而后抬手朝江烟招了招,压低声音道:“那小孩,惨得呦……”
“姐姐认识啊?”江烟引着老板娘往下说。
“算认识吧。”现在不是早餐时间,摊位来来往往也没多少人买包子,坐在板凳上也是坐着,老板娘小声地跟江烟说着小孩的身世。
“她爹是个赌徒,她妈是被卖以前村子里来的。”老板娘生怕江烟以为她们县城有拐卖,赶忙解释道:“是她外婆一家把她妈卖给她爹的,听说两万块吧。”
“她妈是个好姑娘,高考考上了大学,家里没钱,就没让她去,被逼着南下进厂子里打工,每个月都会寄钱到家里面,回来过个年就被家里人带着媒婆卖给了她爸。”
老板娘说着也是唏嘘,“日子总是要过下去的,刚开始几年还算不错,两口子在村里都有营生,辛苦了点,但日子是不错的。”

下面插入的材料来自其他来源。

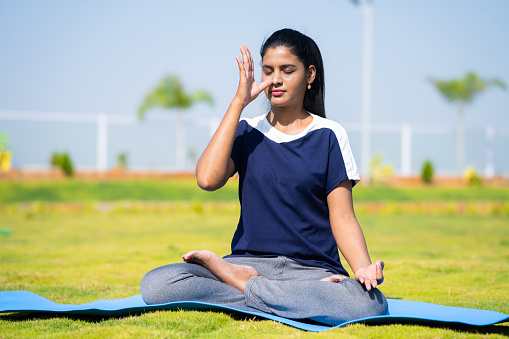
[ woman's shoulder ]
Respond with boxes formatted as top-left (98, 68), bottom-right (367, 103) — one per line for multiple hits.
top-left (309, 113), bottom-right (347, 140)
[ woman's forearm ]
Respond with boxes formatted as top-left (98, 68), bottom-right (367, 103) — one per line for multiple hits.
top-left (196, 99), bottom-right (244, 191)
top-left (327, 180), bottom-right (371, 273)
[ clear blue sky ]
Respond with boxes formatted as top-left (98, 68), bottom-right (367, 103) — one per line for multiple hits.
top-left (0, 0), bottom-right (509, 174)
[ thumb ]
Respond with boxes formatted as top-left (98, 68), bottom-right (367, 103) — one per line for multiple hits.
top-left (258, 80), bottom-right (272, 91)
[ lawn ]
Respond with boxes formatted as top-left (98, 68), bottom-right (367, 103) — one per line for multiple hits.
top-left (0, 181), bottom-right (509, 338)
top-left (0, 178), bottom-right (509, 203)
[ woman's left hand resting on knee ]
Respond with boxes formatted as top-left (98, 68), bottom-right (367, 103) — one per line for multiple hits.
top-left (327, 180), bottom-right (384, 291)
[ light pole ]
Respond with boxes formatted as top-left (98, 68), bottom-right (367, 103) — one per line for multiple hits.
top-left (361, 0), bottom-right (373, 184)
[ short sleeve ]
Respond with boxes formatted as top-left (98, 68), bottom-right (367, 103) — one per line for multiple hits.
top-left (326, 129), bottom-right (360, 195)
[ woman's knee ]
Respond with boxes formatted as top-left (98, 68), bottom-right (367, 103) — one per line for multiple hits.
top-left (140, 264), bottom-right (188, 304)
top-left (348, 280), bottom-right (388, 317)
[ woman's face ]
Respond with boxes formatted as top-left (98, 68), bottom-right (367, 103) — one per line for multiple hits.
top-left (262, 46), bottom-right (316, 107)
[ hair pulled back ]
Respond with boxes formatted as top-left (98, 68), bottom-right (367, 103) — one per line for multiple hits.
top-left (260, 28), bottom-right (325, 118)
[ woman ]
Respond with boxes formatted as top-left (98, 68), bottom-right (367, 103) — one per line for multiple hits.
top-left (141, 29), bottom-right (387, 325)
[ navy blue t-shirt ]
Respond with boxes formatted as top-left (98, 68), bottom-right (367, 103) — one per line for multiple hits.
top-left (227, 114), bottom-right (360, 275)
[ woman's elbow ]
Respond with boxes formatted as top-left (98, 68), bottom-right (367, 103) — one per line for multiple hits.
top-left (196, 174), bottom-right (224, 192)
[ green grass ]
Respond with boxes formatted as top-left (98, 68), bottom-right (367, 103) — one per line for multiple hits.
top-left (0, 179), bottom-right (509, 203)
top-left (0, 203), bottom-right (509, 338)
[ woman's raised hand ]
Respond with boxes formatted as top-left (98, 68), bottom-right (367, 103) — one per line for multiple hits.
top-left (235, 44), bottom-right (272, 107)
top-left (355, 260), bottom-right (384, 291)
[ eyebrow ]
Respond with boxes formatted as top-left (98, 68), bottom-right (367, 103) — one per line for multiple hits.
top-left (262, 64), bottom-right (297, 68)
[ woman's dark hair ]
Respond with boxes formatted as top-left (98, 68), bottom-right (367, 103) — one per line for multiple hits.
top-left (260, 28), bottom-right (325, 118)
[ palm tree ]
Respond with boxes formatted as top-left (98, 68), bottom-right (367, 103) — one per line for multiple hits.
top-left (138, 75), bottom-right (214, 170)
top-left (430, 72), bottom-right (506, 173)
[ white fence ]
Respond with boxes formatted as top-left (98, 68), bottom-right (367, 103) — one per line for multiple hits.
top-left (0, 111), bottom-right (509, 177)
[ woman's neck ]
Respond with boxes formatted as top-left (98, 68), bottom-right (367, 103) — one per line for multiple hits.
top-left (267, 106), bottom-right (313, 135)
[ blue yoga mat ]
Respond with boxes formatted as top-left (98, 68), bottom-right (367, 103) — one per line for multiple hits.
top-left (0, 291), bottom-right (509, 332)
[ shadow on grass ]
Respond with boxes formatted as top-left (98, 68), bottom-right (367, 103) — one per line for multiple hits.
top-left (0, 310), bottom-right (509, 337)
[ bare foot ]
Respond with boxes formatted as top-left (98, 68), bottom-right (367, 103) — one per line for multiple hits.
top-left (320, 274), bottom-right (348, 282)
top-left (182, 250), bottom-right (258, 292)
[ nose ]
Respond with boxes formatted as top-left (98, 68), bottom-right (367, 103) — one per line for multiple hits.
top-left (272, 70), bottom-right (283, 85)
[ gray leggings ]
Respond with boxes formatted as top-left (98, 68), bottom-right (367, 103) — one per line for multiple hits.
top-left (141, 257), bottom-right (387, 325)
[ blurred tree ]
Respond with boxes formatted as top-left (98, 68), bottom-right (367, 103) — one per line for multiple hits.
top-left (0, 133), bottom-right (11, 172)
top-left (138, 75), bottom-right (214, 170)
top-left (430, 72), bottom-right (506, 173)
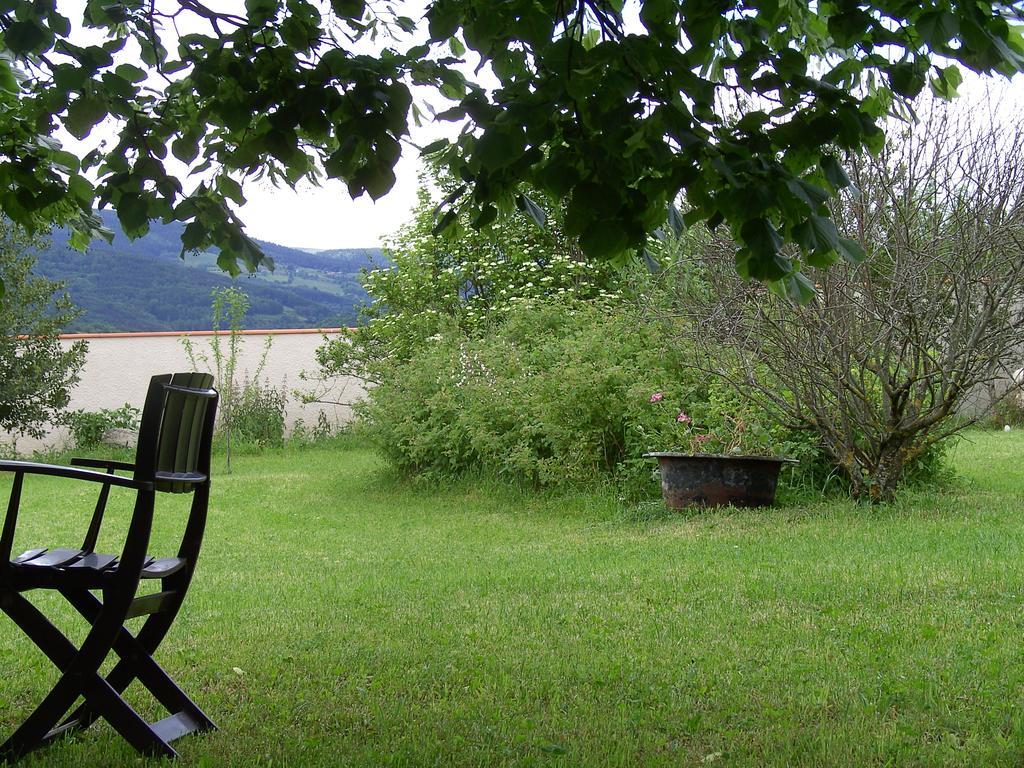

“后来我们这县城要搬村,为了方便大家生活,就把周边几个村子都引到县城里面来,挨家挨户给了补贴。村里的田、共用的池塘都被政府一把手包揽租出去给农科所或者是农业公司,大家都赚了不少钱。”
“人一有钱就变化,她男人就开始不想上班,觉得在我们这小县城有这些钱就够过日子。那个男的天天出去跟人厮混,好的不学学坏的,染上赌博,刚开始那点钱全被败光了。”
“小姑娘的妈想要离婚,没离成,还被打了一顿,后来见红才知道怀孕了。”老板娘说起这些事情,面上都是对男人的鄙夷,越想越是生气。
“男的不是什么好东西,打得老婆差点流产也没有愧疚,照样出去赌博,钱没了就抵值钱的东西,小姑娘的奶奶留下来的足金平安镯都被败家子给赌光了。后来欠得多,甚至想要等自己老婆生完孩子,把老婆抵出去。”
“你说这事哪里是人能干的?后来她妈忍不了,生完孩子就跳河自尽,这小家伙她爹也不肯养,就又兜兜转转回到她外婆家里面,养了几年,外婆去世后,她舅妈不想养个没用的孩子在家里,就让她舅舅扔到我们县城的福利中心去……最后是福利中心的人看她可怜,让她待在那的。”
老板娘将江烟要的东西打包好,递过去给她,末了还不忘叮嘱道:“不过这孩子也怪,老是从福利中心逃跑,也不肯去上学,成天在外面流浪。之前也有人家报警,警察问她啥也不说,送回去福利中心没有几天,她又自己跑出来。”
“如果能不惹上就最好别惹上,这么大点儿的孩子格外有主意,这条街她不常来,现在来了还碰上你们,多半是打着什么主意。”
老板娘欲言又止,想说些什么,但是又不敢说。
倒是过来买东西的江烟朝人点点头,表明自己是知晓的。
江烟接过包子和豆浆,往回走。
她自然知晓老板娘最后的提醒是有一定道理的,但,钱财被骗一点也就被骗一点,短暂的善意能够让一个小姑娘活下去,这也是不算一件坏事情。
毕竟小姑娘也只是想活着。
邵年年伸手摸了下小姑娘身上的衣服,脏兮兮就算了,还单薄的跟纸一样,虽然现在已经要到春末夏初,可天气并没有真正炎热起来,晚上白天温差还很大,一不小心就感冒了。
“穿这么点冷不冷啊?”邵年年里面是一件薄卫衣,正好可以将外套脱下来给小姑娘穿上。
对方先是警惕地看了眼邵年年,紧抿着唇往后退,明亮的眼睛在邵年年身上来回打量,最后只是摇摇脑袋,看样子并不是很想穿上那衣服。
“啊,不喜欢吗?”邵年年挠了下头,有些为难。
她妹妹没出生的时候,她是家里面最小的。后来妹妹出生,又小她七岁,很多时候邵年年也能算是又当爹又当妈,但家里的兔崽子并不是很领情。
跟她的关系也一般般。
这么小的,邵年年还真的是第一次沟通,一下子也犯了难,不知道该说什么。
两个人各据一方,相隔不远,互相打量。